For 8 years, I toiled as a 'part-timer' at my job (worked 40+ hours per week, just no benefits or vacation), before I was promoted to full-time. During this period, I helped co-workers look into a self-funded benefits package, and was shocked to see the monthly costs. Even after pooling similar employees province wide, they costs were astronomical for the service provided. To get 80% coverage for meds, a bump from ward to semi-private, and a decent vision package, it was $200+ per month, and more if you had a family. I have been full-time for 7 years now, and get these benefits included in my package. I have had $700 billed to my holder, during this time, so I would have paid out an extra $20300 over the same period had I not received benefits from my employer, and bought myself.

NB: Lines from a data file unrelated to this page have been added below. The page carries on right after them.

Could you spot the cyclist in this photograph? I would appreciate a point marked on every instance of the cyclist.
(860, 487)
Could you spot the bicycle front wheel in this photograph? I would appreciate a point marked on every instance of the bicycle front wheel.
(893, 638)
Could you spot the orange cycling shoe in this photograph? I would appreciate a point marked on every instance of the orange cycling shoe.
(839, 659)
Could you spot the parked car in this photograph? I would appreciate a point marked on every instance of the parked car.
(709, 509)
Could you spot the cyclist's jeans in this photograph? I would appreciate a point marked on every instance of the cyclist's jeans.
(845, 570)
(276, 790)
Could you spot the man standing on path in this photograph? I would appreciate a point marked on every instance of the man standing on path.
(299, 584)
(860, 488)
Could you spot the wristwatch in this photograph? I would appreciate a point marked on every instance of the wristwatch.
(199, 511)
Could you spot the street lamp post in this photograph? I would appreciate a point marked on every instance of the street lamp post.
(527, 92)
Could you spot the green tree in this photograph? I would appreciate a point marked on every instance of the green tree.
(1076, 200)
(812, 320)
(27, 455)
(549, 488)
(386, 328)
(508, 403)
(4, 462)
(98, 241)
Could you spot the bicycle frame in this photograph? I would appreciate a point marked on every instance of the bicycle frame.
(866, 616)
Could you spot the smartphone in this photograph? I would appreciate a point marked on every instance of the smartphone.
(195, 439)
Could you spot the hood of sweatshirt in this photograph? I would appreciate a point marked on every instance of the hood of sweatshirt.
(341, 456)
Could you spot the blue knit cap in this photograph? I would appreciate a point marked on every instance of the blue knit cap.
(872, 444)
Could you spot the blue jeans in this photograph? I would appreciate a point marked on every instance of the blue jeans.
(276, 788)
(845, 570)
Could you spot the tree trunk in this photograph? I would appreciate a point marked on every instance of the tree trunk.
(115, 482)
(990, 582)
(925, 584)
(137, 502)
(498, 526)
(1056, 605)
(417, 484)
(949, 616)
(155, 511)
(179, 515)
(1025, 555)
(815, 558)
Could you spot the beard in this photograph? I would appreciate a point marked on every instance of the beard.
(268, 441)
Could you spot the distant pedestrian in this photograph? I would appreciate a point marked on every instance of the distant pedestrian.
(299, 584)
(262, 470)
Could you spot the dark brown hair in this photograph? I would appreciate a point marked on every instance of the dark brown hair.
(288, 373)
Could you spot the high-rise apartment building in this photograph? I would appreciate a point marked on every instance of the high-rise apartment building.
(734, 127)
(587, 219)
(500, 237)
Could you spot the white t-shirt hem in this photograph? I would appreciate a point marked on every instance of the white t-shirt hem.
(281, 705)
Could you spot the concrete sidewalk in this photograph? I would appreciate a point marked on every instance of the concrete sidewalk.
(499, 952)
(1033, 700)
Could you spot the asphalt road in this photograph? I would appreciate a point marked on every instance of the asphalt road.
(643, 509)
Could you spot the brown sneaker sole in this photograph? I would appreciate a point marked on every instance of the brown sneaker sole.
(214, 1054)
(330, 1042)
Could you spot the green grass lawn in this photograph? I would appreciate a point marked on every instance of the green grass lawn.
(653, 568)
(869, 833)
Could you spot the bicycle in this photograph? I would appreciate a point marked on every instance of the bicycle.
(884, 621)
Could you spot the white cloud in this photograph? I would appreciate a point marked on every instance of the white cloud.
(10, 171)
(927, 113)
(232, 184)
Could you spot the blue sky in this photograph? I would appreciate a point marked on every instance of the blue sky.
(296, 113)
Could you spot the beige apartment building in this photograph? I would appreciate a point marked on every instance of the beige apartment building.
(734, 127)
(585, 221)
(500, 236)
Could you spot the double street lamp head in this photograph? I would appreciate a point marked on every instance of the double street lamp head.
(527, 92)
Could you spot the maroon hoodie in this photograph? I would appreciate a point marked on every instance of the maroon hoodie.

There are roughly 60 000 people in my immediate area, and roughly 25 insurance companies. Auto insurance is mandatory, and each company provides a half dozen different options. We have a small fraction of the accidents in our area of Ontario, yet we pay similar rates to higher metropolitan areas. I have paid $36 000 in auto insurance over the past 20 years, without a claim, and most of my friends can say the same. These insurance companies haven't refunded us, or cut our rates drastically, because they are in the business to make money. Insurance companies aren't in the business because they want to help, but because they survive on people's fears. How will I get get by if I lose my car? What if my house burned down? They usually offer a fraction of your entitlement, with the hope you will agree to it, and then only offer up more if you are willing to fight them. Law firms across the USA and Canada make millions in cases against insurance companies, because they refuse to pay, or under value your claim.
As far as the 3% profit your holder claims to......the top ranked HMO provider in the USA is Harvard Pilgrim Health Care, a 'non-profit' corporation, that made a profit of $50M last year, after $40M/yr since 2001. Its CEO pulls in a dandy 6 figure salary each year, because he took a company that lost $200M in 1999, and in 2 years, turned them into a 'non-profit' money making machine. How did he turn them around? Increasing premiums by 12% per year over 5 years, and cutting payouts. The first person an insurance company hires when they want to increase profits.. a lawyer, the second... a banker. HPHC's CEO was a state money man.